Le garde des Sceaux a procédé ce dimanche à l’inauguration de la nouvelle maison d’arrêt de Basse-Terre, en Guadeloupe. Cet établissement, dont la construction s’est étalée sur plusieurs années, représente un investissement significatif pour moderniser l’infrastructure pénitentiaire locale. Le ministre a souligné que si un tel lieu reste par nature difficile, il doit permettre l’exécution des peines dans des conditions dignes et favoriser, lorsque cela est possible, la réinsertion des personnes condamnées.
Cette nouvelle structure remplace des installations anciennes, souvent décriées pour leur vétusté et leur promiscuité extrême, où les détenus pouvaient être jusqu’à seize par dortoir. Désormais, elle dispose d’une capacité d’accueil de deux cents places, réparties en cellules individuelles. Le transfert des deux cent onze personnes incarcérées s’est effectué discrètement il y a une quinzaine de jours. Une extension future est prévue pour ajouter soixante-dix places supplémentaires.
Malgré ces avancées matérielles, des inquiétudes subsistent quant au risque de surpopulation. Les représentants syndicaux du personnel pénitentiaire font état, dès à présent, d’une dizaine de matelas disposés au sol et d’un taux d’occupation déjà supérieur à cent soixante pour cent.

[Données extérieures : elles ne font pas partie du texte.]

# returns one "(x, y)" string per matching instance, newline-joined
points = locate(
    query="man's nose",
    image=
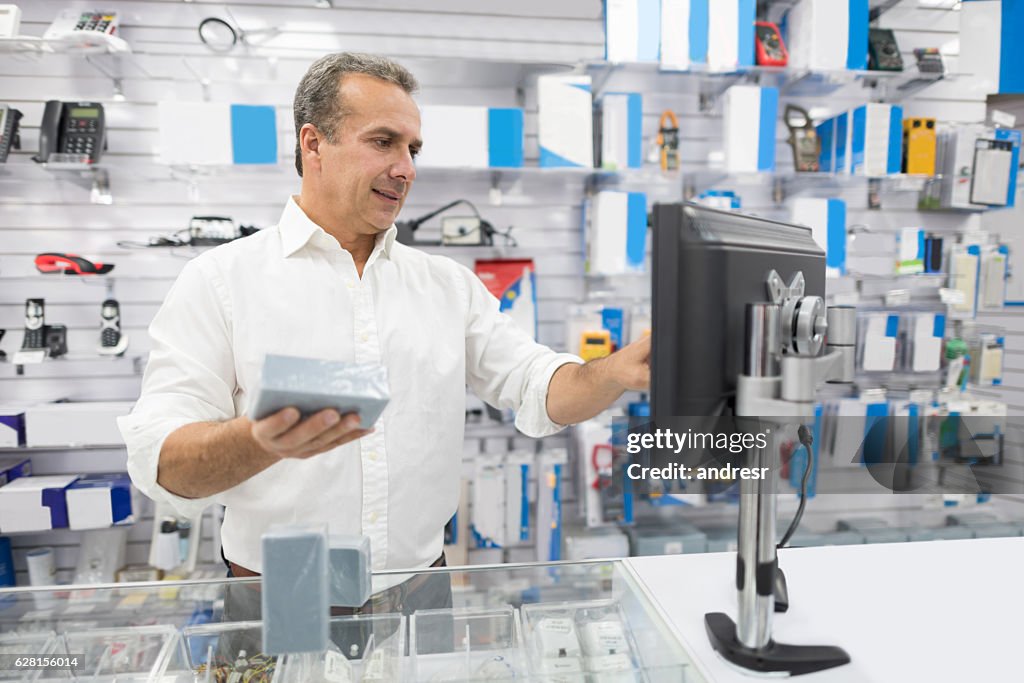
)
(404, 168)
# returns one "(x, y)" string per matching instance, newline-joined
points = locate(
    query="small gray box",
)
(842, 539)
(884, 536)
(861, 523)
(669, 540)
(972, 518)
(995, 530)
(311, 385)
(295, 590)
(351, 570)
(940, 534)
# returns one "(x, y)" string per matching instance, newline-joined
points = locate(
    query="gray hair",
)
(317, 100)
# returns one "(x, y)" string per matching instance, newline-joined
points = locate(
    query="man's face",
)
(368, 171)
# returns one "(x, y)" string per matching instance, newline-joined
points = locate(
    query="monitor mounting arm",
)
(782, 368)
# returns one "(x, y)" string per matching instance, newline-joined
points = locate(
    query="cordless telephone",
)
(112, 341)
(35, 329)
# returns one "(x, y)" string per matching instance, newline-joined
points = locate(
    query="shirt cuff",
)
(532, 419)
(144, 438)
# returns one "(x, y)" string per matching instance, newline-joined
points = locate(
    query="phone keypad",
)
(91, 22)
(81, 136)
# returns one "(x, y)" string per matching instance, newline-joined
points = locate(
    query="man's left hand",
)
(631, 365)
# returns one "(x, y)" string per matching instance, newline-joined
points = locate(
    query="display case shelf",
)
(480, 626)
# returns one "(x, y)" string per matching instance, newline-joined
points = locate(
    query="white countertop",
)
(935, 611)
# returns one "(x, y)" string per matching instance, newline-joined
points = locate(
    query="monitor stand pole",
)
(774, 384)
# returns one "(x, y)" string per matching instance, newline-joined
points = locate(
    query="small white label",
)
(951, 297)
(374, 670)
(336, 668)
(1004, 119)
(562, 626)
(897, 297)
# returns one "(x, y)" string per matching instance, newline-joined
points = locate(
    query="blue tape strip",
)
(505, 137)
(892, 326)
(524, 502)
(766, 133)
(857, 138)
(636, 231)
(856, 51)
(699, 18)
(748, 14)
(254, 134)
(1012, 48)
(895, 160)
(634, 109)
(842, 132)
(836, 241)
(649, 30)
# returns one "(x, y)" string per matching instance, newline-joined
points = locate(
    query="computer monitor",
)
(708, 265)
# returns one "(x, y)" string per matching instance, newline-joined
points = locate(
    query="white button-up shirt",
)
(293, 290)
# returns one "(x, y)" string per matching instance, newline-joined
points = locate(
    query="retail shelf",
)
(81, 42)
(79, 366)
(52, 449)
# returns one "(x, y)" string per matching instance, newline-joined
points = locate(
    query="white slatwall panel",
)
(463, 52)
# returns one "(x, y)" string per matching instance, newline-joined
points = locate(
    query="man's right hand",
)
(284, 435)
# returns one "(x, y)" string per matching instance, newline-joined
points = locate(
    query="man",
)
(330, 282)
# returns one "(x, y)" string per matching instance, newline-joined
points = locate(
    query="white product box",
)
(877, 139)
(565, 121)
(622, 130)
(35, 504)
(828, 34)
(631, 30)
(751, 115)
(75, 424)
(616, 232)
(99, 501)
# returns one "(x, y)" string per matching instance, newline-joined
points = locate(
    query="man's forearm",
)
(579, 392)
(206, 458)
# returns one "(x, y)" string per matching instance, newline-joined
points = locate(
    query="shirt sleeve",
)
(505, 366)
(189, 377)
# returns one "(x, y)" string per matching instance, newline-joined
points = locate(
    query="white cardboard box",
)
(35, 504)
(75, 424)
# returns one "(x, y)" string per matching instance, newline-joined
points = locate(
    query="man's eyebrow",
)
(390, 132)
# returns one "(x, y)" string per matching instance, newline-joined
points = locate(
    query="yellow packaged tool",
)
(919, 146)
(595, 344)
(668, 140)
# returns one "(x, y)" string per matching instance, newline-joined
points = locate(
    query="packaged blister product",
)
(556, 637)
(605, 637)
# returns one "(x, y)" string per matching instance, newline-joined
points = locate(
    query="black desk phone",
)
(35, 325)
(9, 138)
(72, 128)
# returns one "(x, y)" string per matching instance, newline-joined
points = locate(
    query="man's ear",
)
(309, 141)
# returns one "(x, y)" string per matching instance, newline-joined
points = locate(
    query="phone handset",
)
(49, 131)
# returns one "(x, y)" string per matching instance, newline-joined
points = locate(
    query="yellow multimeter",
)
(595, 344)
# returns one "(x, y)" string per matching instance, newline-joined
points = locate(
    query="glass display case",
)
(565, 622)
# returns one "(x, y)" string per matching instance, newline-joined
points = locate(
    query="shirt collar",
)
(297, 230)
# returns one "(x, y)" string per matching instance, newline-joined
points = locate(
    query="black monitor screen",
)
(708, 265)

Ils redoutent que la capacité théorique ne soit rapidement dépassée, un phénomène bien connu dans l’archipel. Le centre pénitentiaire de Baie-Mahault, par exemple, fonctionne avec un taux de surpopulation avoisinant les deux cent cinquante pour cent.
L’ouverture de cette prison s’inscrit dans un plan plus large visant à créer trois cent cinquante nouvelles places en Guadeloupe d’ici deux à trois ans, incluant les travaux en cours à Baie-Mahault. Parallèlement, le ministre a annoncé la création prochaine d’un tribunal de plein exercice et d’un établissement pénitentiaire d’une soixantaine de places à Saint-Martin, une mesure destinée à rapprocher de leur lieu de résidence les justiciables de cette collectivité.
Le contexte sécuritaire et social de l’île reste préoccupant. Les autorités relèvent qu’un tiers des décès par arme à feu serait lié au trafic de stupéfiants, tandis qu’une part importante de la population carcérale souffrirait de troubles psychiatriques. Ces annonces interviennent dans une période marquée par une recrudescence des violences, avec un récent homicide portant à quarante-neuf le nombre de morts par balle depuis le début de l’année, et l’agression mortelle d’un psychiatre par l’un de ses patients.